Er begann sich zu fragen, ob irgendein Fehler passiert war.
An der Küste hinauf ging es langsam voran, und sie hatten besondere Schwierigkeiten mit ihrem schweren Gerät. Trotzdem hatte er damit gerechnet, daß Brazil inzwischen auftauchen würde — oder vielmehr ein Brazil-Ebenbild, das er gut kannte, das aber für alle anderen Brazil sein würde. Wo blieb er?

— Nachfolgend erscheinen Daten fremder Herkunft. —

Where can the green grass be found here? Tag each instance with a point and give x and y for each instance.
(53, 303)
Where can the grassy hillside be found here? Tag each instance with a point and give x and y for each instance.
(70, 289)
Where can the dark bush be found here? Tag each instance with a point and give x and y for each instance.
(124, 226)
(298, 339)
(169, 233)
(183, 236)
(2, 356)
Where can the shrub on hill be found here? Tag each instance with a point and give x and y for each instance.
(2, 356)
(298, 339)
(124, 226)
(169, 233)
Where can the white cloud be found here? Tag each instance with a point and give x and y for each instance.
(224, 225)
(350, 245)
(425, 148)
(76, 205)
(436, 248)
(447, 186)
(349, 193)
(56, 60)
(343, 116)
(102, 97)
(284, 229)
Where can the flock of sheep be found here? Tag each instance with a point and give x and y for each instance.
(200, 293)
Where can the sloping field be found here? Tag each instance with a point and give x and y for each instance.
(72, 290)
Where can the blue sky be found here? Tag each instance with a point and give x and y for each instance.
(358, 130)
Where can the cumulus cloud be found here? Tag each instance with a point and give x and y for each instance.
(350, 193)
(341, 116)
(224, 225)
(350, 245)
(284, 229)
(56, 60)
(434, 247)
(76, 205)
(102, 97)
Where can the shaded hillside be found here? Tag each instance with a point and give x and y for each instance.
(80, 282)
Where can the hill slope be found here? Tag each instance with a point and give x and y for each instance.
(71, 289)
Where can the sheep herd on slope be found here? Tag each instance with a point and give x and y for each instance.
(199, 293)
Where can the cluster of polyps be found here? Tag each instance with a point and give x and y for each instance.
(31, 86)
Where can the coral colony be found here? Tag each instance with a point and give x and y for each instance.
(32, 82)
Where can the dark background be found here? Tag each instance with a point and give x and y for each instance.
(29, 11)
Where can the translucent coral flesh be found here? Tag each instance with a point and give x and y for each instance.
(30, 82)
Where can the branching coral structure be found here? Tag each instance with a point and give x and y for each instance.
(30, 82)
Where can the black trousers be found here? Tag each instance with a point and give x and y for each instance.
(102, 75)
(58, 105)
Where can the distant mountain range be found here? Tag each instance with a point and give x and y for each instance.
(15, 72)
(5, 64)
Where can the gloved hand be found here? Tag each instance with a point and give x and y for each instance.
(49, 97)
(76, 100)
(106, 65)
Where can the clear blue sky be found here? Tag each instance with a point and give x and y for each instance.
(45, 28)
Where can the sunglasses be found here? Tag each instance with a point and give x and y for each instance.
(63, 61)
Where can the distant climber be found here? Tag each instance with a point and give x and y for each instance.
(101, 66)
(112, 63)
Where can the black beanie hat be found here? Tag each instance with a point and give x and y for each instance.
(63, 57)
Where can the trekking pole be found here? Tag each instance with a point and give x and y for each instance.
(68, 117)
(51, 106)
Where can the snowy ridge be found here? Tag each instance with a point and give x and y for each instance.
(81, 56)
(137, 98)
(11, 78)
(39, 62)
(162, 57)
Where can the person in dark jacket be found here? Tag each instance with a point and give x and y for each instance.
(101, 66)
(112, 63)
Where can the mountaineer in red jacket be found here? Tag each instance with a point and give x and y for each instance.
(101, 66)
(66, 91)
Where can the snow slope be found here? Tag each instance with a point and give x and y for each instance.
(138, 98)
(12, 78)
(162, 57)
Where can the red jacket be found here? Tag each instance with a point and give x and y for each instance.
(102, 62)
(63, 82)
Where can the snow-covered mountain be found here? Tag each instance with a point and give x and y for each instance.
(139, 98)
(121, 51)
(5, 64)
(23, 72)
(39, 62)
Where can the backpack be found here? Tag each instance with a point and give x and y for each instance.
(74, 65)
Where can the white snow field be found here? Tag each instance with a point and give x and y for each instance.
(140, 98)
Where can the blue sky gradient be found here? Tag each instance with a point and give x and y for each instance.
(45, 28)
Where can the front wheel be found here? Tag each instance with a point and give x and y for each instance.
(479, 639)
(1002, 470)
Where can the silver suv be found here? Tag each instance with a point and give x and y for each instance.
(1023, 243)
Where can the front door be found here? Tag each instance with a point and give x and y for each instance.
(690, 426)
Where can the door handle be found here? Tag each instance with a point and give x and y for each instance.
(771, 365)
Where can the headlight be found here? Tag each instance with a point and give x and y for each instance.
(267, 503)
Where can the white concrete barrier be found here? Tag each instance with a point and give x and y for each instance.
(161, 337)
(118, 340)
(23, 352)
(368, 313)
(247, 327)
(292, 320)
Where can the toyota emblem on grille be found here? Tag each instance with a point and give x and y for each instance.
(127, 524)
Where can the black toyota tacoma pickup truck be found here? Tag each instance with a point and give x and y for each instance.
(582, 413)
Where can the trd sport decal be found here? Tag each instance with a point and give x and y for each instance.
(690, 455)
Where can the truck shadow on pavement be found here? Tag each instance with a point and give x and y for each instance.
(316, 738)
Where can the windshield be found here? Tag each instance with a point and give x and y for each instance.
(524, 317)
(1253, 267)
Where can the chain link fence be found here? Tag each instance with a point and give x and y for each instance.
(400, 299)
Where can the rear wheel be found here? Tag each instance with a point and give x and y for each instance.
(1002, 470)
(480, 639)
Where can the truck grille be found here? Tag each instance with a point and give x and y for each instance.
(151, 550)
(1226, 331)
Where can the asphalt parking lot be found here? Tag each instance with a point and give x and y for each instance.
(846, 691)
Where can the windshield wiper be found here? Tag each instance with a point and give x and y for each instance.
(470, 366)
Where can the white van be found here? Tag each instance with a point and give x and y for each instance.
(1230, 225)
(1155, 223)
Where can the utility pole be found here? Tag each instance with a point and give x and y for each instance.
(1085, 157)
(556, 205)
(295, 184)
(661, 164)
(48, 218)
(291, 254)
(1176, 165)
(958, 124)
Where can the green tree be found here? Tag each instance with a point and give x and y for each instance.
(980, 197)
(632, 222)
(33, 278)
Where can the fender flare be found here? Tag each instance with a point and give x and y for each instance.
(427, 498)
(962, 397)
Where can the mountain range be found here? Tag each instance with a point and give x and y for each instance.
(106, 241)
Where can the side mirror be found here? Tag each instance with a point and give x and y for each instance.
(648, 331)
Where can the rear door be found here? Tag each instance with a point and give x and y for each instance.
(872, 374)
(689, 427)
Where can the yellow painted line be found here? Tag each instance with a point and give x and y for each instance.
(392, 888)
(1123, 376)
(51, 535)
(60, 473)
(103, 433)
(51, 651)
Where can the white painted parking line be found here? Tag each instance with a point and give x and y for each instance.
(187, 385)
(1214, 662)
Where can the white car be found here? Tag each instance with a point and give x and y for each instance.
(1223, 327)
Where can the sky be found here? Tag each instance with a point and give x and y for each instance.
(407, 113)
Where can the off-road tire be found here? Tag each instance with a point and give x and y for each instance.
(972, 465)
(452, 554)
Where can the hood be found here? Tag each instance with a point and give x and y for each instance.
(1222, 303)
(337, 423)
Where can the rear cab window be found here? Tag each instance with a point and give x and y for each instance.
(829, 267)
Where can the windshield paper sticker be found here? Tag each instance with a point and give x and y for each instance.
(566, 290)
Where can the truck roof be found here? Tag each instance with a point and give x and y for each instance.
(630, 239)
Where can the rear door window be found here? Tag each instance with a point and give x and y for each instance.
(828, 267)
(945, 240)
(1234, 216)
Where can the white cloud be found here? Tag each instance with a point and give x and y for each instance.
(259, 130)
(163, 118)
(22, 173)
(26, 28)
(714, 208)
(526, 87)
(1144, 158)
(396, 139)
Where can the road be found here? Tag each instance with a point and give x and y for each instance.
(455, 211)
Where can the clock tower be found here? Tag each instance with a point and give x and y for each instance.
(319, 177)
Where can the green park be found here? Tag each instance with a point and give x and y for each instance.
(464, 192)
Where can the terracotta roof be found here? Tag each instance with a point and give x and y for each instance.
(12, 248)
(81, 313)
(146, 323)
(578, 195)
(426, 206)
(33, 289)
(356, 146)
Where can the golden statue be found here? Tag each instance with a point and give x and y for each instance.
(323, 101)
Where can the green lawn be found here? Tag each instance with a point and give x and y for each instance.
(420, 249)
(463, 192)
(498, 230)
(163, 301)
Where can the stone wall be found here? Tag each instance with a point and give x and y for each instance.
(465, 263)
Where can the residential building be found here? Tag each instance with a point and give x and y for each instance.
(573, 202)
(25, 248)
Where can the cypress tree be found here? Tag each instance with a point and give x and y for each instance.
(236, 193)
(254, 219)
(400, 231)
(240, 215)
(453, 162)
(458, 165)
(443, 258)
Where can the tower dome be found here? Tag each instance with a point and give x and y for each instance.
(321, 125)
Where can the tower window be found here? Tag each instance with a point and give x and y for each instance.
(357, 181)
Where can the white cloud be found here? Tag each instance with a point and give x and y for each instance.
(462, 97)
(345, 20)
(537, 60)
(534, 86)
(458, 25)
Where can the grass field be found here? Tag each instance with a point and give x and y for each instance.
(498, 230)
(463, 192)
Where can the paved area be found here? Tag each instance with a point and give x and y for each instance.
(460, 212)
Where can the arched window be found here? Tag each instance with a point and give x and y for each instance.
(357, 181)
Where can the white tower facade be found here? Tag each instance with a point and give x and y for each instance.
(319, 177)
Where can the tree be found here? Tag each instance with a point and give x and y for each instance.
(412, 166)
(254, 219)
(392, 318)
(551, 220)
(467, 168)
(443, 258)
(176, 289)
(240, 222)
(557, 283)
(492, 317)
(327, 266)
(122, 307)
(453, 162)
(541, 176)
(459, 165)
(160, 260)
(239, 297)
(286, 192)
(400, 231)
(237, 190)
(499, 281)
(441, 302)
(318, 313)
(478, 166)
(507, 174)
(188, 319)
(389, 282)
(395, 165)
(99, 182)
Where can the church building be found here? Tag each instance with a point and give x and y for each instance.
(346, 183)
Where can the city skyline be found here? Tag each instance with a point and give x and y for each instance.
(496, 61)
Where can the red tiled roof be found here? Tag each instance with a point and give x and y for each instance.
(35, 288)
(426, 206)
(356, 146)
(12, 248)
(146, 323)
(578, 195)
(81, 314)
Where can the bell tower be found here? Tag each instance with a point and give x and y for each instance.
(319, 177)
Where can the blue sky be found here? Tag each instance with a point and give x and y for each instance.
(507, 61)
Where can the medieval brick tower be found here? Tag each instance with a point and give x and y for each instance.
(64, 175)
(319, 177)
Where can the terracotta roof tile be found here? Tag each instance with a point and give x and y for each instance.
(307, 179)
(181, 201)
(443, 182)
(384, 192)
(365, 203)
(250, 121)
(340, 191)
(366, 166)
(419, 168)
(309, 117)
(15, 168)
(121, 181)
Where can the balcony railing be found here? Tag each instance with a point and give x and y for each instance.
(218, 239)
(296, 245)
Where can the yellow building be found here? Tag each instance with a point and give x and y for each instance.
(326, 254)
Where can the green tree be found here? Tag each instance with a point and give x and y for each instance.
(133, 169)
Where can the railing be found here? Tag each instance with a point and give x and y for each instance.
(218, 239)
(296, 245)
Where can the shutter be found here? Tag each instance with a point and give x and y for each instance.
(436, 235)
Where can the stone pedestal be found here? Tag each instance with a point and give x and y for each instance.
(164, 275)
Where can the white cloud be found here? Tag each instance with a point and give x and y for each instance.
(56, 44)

Am letzten Abend in Ginzin kampierten sie schließlich, so gut sie konnten, am Strand hinauf und hinunter aufgereiht, und sahen die Sonne langsam untergehen. Er saß da und beobachtete müßig das Spiel des Sonnenscheins auf den anlaufenden Wellen, als er draußen etwas zu sehen glaubte. Er versuchte es zu erkennen. Ein Schiff — dort draußen war ein Schiff! Waynir war hochtechnologisch, und er konnte den aus den Schornsteinen quellenden Rauch sehen, als das große Schiff nach Nordwesten dampfte. Es schien jedoch der Küste seltsam nahe zu sein und ein gewisses Risiko einzugehen; im Seichtwasser hier waren Riffs und Untiefen verborgen. Er griff nach seinem Feldstecher, einem schutzbrillenartigen Gerät, eigens für seine eigenartigen Augen gebaut. Es war leistungsstark.